Chen Guangcheng Is Safe in New York, but Thinks of China
New York. One month after their flight from China to New York, the dissident lawyer Chen Guangcheng and his family have settled into comfortable, busy lives in Greenwich Village.
Chen is enjoying his first chance in years to study and use the Internet without fear of arrests or beatings. But he is hardly serene.
In an interview June 18, Chen, 40, a blind, self-taught lawyer, displayed anger at the Beijing government for failing so far to investigate the local officials who persecuted him and beat his relatives. He and his wife, Yuan Weijing, said they remained desperately worried about the harsh treatment of those they left behind in Shandong province.
In previous statements, Chen expressed hopes for rapid legal changes in China and said he took Beijing officials at their word when they promised to punish provincial officials who he said had exceeded their powers.

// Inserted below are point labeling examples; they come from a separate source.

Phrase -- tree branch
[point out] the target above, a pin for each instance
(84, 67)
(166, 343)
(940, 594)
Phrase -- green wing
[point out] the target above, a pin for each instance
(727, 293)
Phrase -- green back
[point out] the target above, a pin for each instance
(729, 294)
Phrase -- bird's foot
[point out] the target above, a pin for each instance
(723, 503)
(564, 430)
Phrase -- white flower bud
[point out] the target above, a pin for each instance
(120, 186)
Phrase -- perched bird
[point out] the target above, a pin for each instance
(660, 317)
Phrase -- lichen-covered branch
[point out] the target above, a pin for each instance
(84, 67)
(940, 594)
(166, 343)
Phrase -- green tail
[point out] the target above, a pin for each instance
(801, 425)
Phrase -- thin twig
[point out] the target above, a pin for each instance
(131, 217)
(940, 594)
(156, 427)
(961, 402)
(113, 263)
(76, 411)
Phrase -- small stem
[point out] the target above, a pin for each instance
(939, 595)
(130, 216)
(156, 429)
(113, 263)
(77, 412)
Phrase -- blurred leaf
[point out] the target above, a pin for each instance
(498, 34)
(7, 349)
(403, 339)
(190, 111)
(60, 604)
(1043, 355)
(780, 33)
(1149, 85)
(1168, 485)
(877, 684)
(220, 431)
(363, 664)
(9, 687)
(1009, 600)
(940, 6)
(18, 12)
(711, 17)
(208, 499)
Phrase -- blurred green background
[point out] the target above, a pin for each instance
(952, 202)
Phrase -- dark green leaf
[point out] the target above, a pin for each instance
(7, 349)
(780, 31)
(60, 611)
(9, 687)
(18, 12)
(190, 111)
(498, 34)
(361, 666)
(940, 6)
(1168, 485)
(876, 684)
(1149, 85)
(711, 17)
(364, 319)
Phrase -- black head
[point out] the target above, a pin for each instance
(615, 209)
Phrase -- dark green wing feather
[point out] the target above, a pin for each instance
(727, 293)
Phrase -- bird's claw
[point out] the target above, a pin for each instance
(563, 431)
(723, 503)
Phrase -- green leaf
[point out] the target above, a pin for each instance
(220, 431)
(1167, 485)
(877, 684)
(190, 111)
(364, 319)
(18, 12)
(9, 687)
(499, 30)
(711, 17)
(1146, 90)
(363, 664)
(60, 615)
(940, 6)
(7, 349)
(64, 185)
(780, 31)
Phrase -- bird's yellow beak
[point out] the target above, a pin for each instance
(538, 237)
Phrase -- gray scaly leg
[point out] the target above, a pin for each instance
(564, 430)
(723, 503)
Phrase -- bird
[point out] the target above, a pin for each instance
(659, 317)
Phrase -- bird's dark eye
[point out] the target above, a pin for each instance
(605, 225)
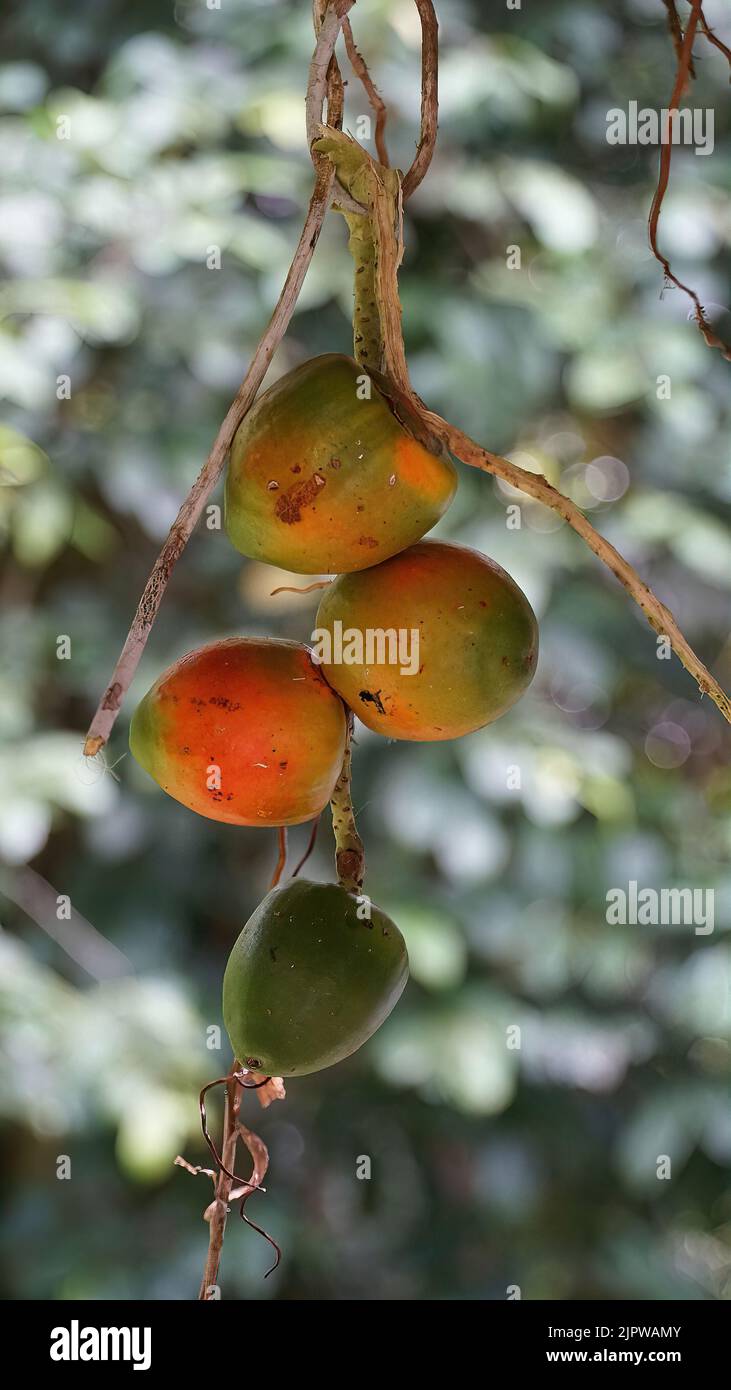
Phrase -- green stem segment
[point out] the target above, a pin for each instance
(367, 338)
(349, 852)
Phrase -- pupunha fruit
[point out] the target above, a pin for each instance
(323, 481)
(432, 644)
(245, 730)
(310, 979)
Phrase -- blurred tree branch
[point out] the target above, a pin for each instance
(684, 53)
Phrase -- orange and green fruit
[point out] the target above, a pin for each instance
(431, 644)
(321, 481)
(245, 730)
(310, 979)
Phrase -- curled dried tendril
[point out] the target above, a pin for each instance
(256, 1148)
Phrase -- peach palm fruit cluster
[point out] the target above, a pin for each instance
(325, 478)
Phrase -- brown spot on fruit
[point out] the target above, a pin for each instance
(298, 496)
(373, 698)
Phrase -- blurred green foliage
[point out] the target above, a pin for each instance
(491, 1166)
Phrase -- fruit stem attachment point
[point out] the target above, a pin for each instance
(349, 849)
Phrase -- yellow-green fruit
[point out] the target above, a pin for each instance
(324, 480)
(432, 644)
(310, 979)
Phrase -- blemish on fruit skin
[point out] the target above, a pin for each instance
(373, 698)
(299, 495)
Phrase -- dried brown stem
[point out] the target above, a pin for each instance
(430, 103)
(378, 106)
(281, 858)
(683, 74)
(713, 38)
(217, 1212)
(537, 487)
(349, 852)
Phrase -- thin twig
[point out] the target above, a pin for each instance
(537, 487)
(360, 67)
(281, 858)
(666, 154)
(713, 38)
(309, 849)
(430, 70)
(349, 851)
(676, 34)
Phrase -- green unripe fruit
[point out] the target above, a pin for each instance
(473, 642)
(309, 980)
(324, 478)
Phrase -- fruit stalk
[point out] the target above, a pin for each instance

On June 18, he repeated his belief that the rule of law is inevitable. But he has seen no signs, he said, of an honest inquiry into what many experts call his blatantly illegal treatment over the years, retaliation for agitating on behalf of the disabled, farmers and women who were forced to have abortions. Sounding more defiant than he did right after his arrival May 19, he threatened to embarrass the Chinese government severely if they did not act soon.
“If they don’t open an investigation in a timely manner, I will quickly make my next step,” he said. “Then the central government will not have an opportunity to be the good guy.”
Chen refused to be more explicit. In past weeks, and again June 18, he has hinted that he is withholding details of extreme brutality that he and his wife endured during the home detention over the last year and a half. But it was unclear how effective any such revelations would be in prodding Beijing to respond to his demands.
Chen and his wife spoke at New York University’s US-Asia Law Institute, which has granted him visiting scholar status for an indefinite period. The university has provided a faculty apartment near Washington Square.
Their children, ages 6 and 10, are attending a public school and picking up English, while Chen and Yuan study English for two hours every morning. Chen spends many afternoons meeting legal experts one on one, learning about the American Constitution and the United States legal system — starting, he made a point of saying, with the Declaration of Independence. He plans to learn about disability law, among other topics.
Any extra time is taken by meetings with politicians, human rights advocates and friends from China and the United States. Chen plans to write a book, he said, and expects to keep speaking out on legal issues. But after years of near-isolation, he said, he needed time to learn and think.
Life here is light years removed from the brutal house arrest Chen and his wife endured until April, when he made a daring escape from their village home and took refuge in the United States Embassy. After a diplomatic standoff, he was allowed to travel abroad to study.
In 2006, after Chen angered local authorities by bringing a class-action suit alleging forced sterilizations and abortions, he was sent to prison for four years on what many observers called trumped-up charges.
After his release in 2010, the couple were isolated at their home under heavy guard, the windows covered with metal sheets, and they were beaten when they tried to communicate with outsiders.
After they discovered that Chen had escaped, the local police rampaged through the home of his older brother in the middle of the night, beating the brother and his wife, who still cannot lift her right arm as a result, Chen said. Chen’s nephew, who slashed at the intruders with a knife, was severely beaten and is being held on an attempted murder charge.
Neither relatives nor their chosen lawyers have been allowed to visit the nephew, and Chen fears the beatings have continued.
Chen’s efforts to expose forced abortions won him attention in the United States anti-abortion movement. Since his arrival in the United States, some activists have wondered whether he will support the anti-abortion cause here.
Chen said that in China, the issue was forced abortions and that he had not given much thought to the underlying morality of abortion. Now, he said, he is not sure where he stands, adding, “I think that life should be cherished.” He firmly denied rumors that he is an evangelical Christian.
As for the future, Chen clings to the hope that he can return to China within the next few years.
What if the Chinese government refuses to let him return, in an effort to sideline him like other exiled dissidents?
“It’s premature to think about that,” he said.